Go up to Conditional Formatting. Let's say we want a sliding color scale but we want to change it a little bit, maybe because we want the sliding color scale to be a little more strong looking. So, let's go over here to Color Scales and choose this one right over here. Deselect and we can see the lowest numbers have the red fill and the highest numbers have the darker blue fill. Well, maybe we want those highest numbers to be in even darker blue fill. Now again let's select that data area here.
Go back to Conditional Formatting, back to Highlight Cell Rules, Greater Than, and let's say all cells that are greater than 900, click the down arrow, we want a custom format and let's go over here to fill and let's choose say a dark navy blue fill, go to Font and we want a white font so we'll have a reverse effect, and click OK. Click OK and deselect and now we can see that the darker blue is a very dark blue with a reverse white.
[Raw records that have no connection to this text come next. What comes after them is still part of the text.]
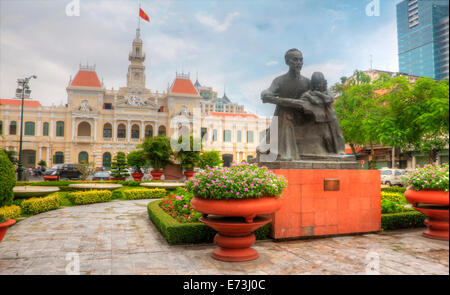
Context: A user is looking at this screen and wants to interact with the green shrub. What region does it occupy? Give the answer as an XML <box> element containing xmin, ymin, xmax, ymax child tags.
<box><xmin>67</xmin><ymin>190</ymin><xmax>112</xmax><ymax>205</ymax></box>
<box><xmin>147</xmin><ymin>201</ymin><xmax>271</xmax><ymax>245</ymax></box>
<box><xmin>0</xmin><ymin>205</ymin><xmax>21</xmax><ymax>219</ymax></box>
<box><xmin>381</xmin><ymin>191</ymin><xmax>408</xmax><ymax>204</ymax></box>
<box><xmin>22</xmin><ymin>193</ymin><xmax>61</xmax><ymax>215</ymax></box>
<box><xmin>381</xmin><ymin>211</ymin><xmax>426</xmax><ymax>230</ymax></box>
<box><xmin>0</xmin><ymin>150</ymin><xmax>16</xmax><ymax>207</ymax></box>
<box><xmin>381</xmin><ymin>186</ymin><xmax>406</xmax><ymax>193</ymax></box>
<box><xmin>121</xmin><ymin>188</ymin><xmax>167</xmax><ymax>200</ymax></box>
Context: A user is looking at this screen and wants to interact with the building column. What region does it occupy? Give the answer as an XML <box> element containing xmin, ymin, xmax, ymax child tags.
<box><xmin>94</xmin><ymin>119</ymin><xmax>97</xmax><ymax>140</ymax></box>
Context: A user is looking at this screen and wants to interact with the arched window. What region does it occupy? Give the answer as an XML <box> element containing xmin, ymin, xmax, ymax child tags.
<box><xmin>9</xmin><ymin>121</ymin><xmax>17</xmax><ymax>135</ymax></box>
<box><xmin>103</xmin><ymin>152</ymin><xmax>111</xmax><ymax>170</ymax></box>
<box><xmin>103</xmin><ymin>123</ymin><xmax>112</xmax><ymax>138</ymax></box>
<box><xmin>56</xmin><ymin>121</ymin><xmax>64</xmax><ymax>136</ymax></box>
<box><xmin>117</xmin><ymin>124</ymin><xmax>127</xmax><ymax>138</ymax></box>
<box><xmin>42</xmin><ymin>122</ymin><xmax>49</xmax><ymax>136</ymax></box>
<box><xmin>25</xmin><ymin>122</ymin><xmax>35</xmax><ymax>136</ymax></box>
<box><xmin>158</xmin><ymin>125</ymin><xmax>166</xmax><ymax>135</ymax></box>
<box><xmin>77</xmin><ymin>122</ymin><xmax>91</xmax><ymax>136</ymax></box>
<box><xmin>78</xmin><ymin>152</ymin><xmax>89</xmax><ymax>164</ymax></box>
<box><xmin>53</xmin><ymin>152</ymin><xmax>64</xmax><ymax>164</ymax></box>
<box><xmin>145</xmin><ymin>125</ymin><xmax>153</xmax><ymax>137</ymax></box>
<box><xmin>131</xmin><ymin>124</ymin><xmax>139</xmax><ymax>138</ymax></box>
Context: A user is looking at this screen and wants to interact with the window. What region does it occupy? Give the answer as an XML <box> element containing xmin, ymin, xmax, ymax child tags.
<box><xmin>42</xmin><ymin>122</ymin><xmax>49</xmax><ymax>136</ymax></box>
<box><xmin>53</xmin><ymin>152</ymin><xmax>64</xmax><ymax>164</ymax></box>
<box><xmin>131</xmin><ymin>124</ymin><xmax>139</xmax><ymax>138</ymax></box>
<box><xmin>223</xmin><ymin>130</ymin><xmax>231</xmax><ymax>142</ymax></box>
<box><xmin>117</xmin><ymin>124</ymin><xmax>127</xmax><ymax>138</ymax></box>
<box><xmin>25</xmin><ymin>122</ymin><xmax>34</xmax><ymax>136</ymax></box>
<box><xmin>9</xmin><ymin>121</ymin><xmax>17</xmax><ymax>135</ymax></box>
<box><xmin>103</xmin><ymin>123</ymin><xmax>112</xmax><ymax>138</ymax></box>
<box><xmin>145</xmin><ymin>125</ymin><xmax>153</xmax><ymax>137</ymax></box>
<box><xmin>247</xmin><ymin>131</ymin><xmax>253</xmax><ymax>143</ymax></box>
<box><xmin>56</xmin><ymin>121</ymin><xmax>64</xmax><ymax>136</ymax></box>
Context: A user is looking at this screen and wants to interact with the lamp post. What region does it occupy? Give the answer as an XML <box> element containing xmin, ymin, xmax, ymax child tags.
<box><xmin>16</xmin><ymin>75</ymin><xmax>37</xmax><ymax>181</ymax></box>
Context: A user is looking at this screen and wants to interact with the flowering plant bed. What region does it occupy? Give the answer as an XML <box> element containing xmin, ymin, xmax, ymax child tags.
<box><xmin>186</xmin><ymin>163</ymin><xmax>287</xmax><ymax>200</ymax></box>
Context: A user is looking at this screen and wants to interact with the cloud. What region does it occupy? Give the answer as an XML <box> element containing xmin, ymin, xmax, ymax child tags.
<box><xmin>266</xmin><ymin>60</ymin><xmax>278</xmax><ymax>67</ymax></box>
<box><xmin>195</xmin><ymin>12</ymin><xmax>239</xmax><ymax>33</ymax></box>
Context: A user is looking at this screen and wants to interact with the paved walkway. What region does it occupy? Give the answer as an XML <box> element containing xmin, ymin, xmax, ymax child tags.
<box><xmin>0</xmin><ymin>200</ymin><xmax>449</xmax><ymax>275</ymax></box>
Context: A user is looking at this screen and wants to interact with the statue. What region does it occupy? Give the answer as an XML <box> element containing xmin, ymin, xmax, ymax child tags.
<box><xmin>257</xmin><ymin>49</ymin><xmax>345</xmax><ymax>161</ymax></box>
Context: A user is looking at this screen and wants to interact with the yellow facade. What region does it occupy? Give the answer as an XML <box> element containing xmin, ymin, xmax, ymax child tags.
<box><xmin>0</xmin><ymin>32</ymin><xmax>270</xmax><ymax>167</ymax></box>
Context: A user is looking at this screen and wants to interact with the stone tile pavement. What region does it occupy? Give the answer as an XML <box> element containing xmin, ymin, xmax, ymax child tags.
<box><xmin>0</xmin><ymin>200</ymin><xmax>449</xmax><ymax>275</ymax></box>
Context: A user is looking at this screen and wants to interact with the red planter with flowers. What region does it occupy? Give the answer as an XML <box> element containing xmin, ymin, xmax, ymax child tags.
<box><xmin>0</xmin><ymin>219</ymin><xmax>16</xmax><ymax>242</ymax></box>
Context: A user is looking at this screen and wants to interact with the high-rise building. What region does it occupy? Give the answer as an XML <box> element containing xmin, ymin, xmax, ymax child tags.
<box><xmin>397</xmin><ymin>0</ymin><xmax>449</xmax><ymax>79</ymax></box>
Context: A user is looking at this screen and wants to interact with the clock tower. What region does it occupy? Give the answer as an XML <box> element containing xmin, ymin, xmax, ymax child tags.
<box><xmin>127</xmin><ymin>28</ymin><xmax>145</xmax><ymax>88</ymax></box>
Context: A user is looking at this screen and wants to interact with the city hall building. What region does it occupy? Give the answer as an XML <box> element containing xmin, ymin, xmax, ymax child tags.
<box><xmin>0</xmin><ymin>29</ymin><xmax>270</xmax><ymax>169</ymax></box>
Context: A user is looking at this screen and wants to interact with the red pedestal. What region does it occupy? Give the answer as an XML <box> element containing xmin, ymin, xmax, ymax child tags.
<box><xmin>272</xmin><ymin>169</ymin><xmax>381</xmax><ymax>239</ymax></box>
<box><xmin>200</xmin><ymin>215</ymin><xmax>271</xmax><ymax>262</ymax></box>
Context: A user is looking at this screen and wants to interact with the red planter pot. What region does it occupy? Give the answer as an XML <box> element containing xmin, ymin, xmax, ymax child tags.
<box><xmin>131</xmin><ymin>172</ymin><xmax>144</xmax><ymax>181</ymax></box>
<box><xmin>191</xmin><ymin>197</ymin><xmax>281</xmax><ymax>261</ymax></box>
<box><xmin>0</xmin><ymin>219</ymin><xmax>16</xmax><ymax>242</ymax></box>
<box><xmin>150</xmin><ymin>171</ymin><xmax>164</xmax><ymax>180</ymax></box>
<box><xmin>184</xmin><ymin>171</ymin><xmax>195</xmax><ymax>180</ymax></box>
<box><xmin>405</xmin><ymin>189</ymin><xmax>449</xmax><ymax>241</ymax></box>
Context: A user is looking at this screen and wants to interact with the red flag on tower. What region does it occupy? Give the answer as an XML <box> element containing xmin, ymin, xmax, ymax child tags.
<box><xmin>139</xmin><ymin>8</ymin><xmax>150</xmax><ymax>22</ymax></box>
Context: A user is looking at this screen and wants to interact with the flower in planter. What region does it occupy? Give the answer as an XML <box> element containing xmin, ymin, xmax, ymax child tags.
<box><xmin>186</xmin><ymin>163</ymin><xmax>287</xmax><ymax>199</ymax></box>
<box><xmin>402</xmin><ymin>163</ymin><xmax>449</xmax><ymax>192</ymax></box>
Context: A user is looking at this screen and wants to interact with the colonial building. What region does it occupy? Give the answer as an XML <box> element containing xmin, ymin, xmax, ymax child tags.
<box><xmin>0</xmin><ymin>29</ymin><xmax>270</xmax><ymax>168</ymax></box>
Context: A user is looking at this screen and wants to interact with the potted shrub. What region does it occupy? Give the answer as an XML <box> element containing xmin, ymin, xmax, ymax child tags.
<box><xmin>127</xmin><ymin>150</ymin><xmax>146</xmax><ymax>181</ymax></box>
<box><xmin>111</xmin><ymin>152</ymin><xmax>130</xmax><ymax>180</ymax></box>
<box><xmin>186</xmin><ymin>163</ymin><xmax>287</xmax><ymax>261</ymax></box>
<box><xmin>198</xmin><ymin>151</ymin><xmax>223</xmax><ymax>169</ymax></box>
<box><xmin>403</xmin><ymin>163</ymin><xmax>449</xmax><ymax>241</ymax></box>
<box><xmin>0</xmin><ymin>214</ymin><xmax>16</xmax><ymax>242</ymax></box>
<box><xmin>139</xmin><ymin>135</ymin><xmax>173</xmax><ymax>180</ymax></box>
<box><xmin>175</xmin><ymin>136</ymin><xmax>201</xmax><ymax>180</ymax></box>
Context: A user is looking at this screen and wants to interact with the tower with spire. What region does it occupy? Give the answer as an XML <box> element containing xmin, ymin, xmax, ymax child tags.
<box><xmin>127</xmin><ymin>27</ymin><xmax>145</xmax><ymax>88</ymax></box>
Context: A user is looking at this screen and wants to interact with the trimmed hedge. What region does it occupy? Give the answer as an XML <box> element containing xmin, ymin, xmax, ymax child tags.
<box><xmin>147</xmin><ymin>201</ymin><xmax>271</xmax><ymax>245</ymax></box>
<box><xmin>67</xmin><ymin>190</ymin><xmax>112</xmax><ymax>205</ymax></box>
<box><xmin>21</xmin><ymin>193</ymin><xmax>61</xmax><ymax>215</ymax></box>
<box><xmin>121</xmin><ymin>188</ymin><xmax>167</xmax><ymax>200</ymax></box>
<box><xmin>0</xmin><ymin>205</ymin><xmax>21</xmax><ymax>219</ymax></box>
<box><xmin>381</xmin><ymin>186</ymin><xmax>406</xmax><ymax>193</ymax></box>
<box><xmin>0</xmin><ymin>150</ymin><xmax>16</xmax><ymax>206</ymax></box>
<box><xmin>381</xmin><ymin>211</ymin><xmax>426</xmax><ymax>230</ymax></box>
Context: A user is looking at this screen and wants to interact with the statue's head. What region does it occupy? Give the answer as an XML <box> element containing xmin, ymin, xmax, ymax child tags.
<box><xmin>284</xmin><ymin>48</ymin><xmax>303</xmax><ymax>71</ymax></box>
<box><xmin>311</xmin><ymin>72</ymin><xmax>327</xmax><ymax>91</ymax></box>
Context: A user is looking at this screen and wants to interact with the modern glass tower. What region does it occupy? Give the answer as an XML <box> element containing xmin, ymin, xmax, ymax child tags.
<box><xmin>397</xmin><ymin>0</ymin><xmax>449</xmax><ymax>79</ymax></box>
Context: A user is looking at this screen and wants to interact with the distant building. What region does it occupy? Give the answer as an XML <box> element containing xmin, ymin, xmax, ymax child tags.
<box><xmin>0</xmin><ymin>29</ymin><xmax>270</xmax><ymax>169</ymax></box>
<box><xmin>397</xmin><ymin>0</ymin><xmax>449</xmax><ymax>79</ymax></box>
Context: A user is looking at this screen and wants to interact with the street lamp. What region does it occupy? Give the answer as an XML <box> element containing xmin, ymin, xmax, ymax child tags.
<box><xmin>16</xmin><ymin>75</ymin><xmax>37</xmax><ymax>181</ymax></box>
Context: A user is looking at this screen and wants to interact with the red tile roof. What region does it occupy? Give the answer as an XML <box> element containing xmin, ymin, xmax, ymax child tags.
<box><xmin>70</xmin><ymin>70</ymin><xmax>102</xmax><ymax>88</ymax></box>
<box><xmin>170</xmin><ymin>78</ymin><xmax>198</xmax><ymax>95</ymax></box>
<box><xmin>208</xmin><ymin>112</ymin><xmax>258</xmax><ymax>119</ymax></box>
<box><xmin>0</xmin><ymin>99</ymin><xmax>42</xmax><ymax>107</ymax></box>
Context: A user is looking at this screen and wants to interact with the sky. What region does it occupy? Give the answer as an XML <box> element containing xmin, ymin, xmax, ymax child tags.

So we can have some more control over this. Well, let's say we wanted to create our own rules from scratch. Now first thing we want to do is we want to wipe out all of the rules here and easiest way to do that is go up here to Conditional Formatting > Clear Rules and Clear Rules from Entire Sheet. That wipes it out. So the sheet is like it was when we first opened it. And scroll up if you want. Again click the down arrow in the name box and choose the data area and go to Conditional Formatting and down over here choose New Rule and most of these are like what we found under the automatic conditional formats but here we have a little bit more control.
So over here let's choose Format cells based on their values and instead of a 2-Color Scale, let's do a 3-Color Scale and you might do this if there are particular colors that you need. Maybe your company or your client has a certain color scheme and maybe you want to use that particular scheme when you're formatting cells. So for the 3-Color Scale, let's say the minimum value should be a pale blue, the midpoint should be maybe a medium blue and the maximum value should be let's say a dark blue and you can see a preview there.
Click OK and deselect if you want. So, now we can see that scale. But maybe we want those highest numbers like these are kind of hard to read. We want that to be maybe a different color. Maybe with a white text on a dark background. So again let's select that area. Don't remove the formatting, leave the formatting, just select the area. Let's go back to Conditional Formatting and let's choose New Rule and let's go over here and select Format only cells that contain, and over here where it says Format only cells with, let's choose a value that is greater than or equal to and let's make that value say 900 and let's apply a format.
It's custom format over here and let's choose a fill that's maybe in a dark maroon and a font that is white in color, bolded, click OK, and see the preview there. Click OK and deselect. And there you could see that those highest numbers have a completely different format because we are able to do that in a custom manner. One more thing. Let's select that data area, go back to Conditional Formatting, and go down here to Manage Rules.
And this way, you can see what all those rules are, the order that they are applied in, you could edit them at any time, you could delete them and you could always add a new rule right here if you want. So custom conditional formatting is a really great powerful tool if you want to do some data analysis.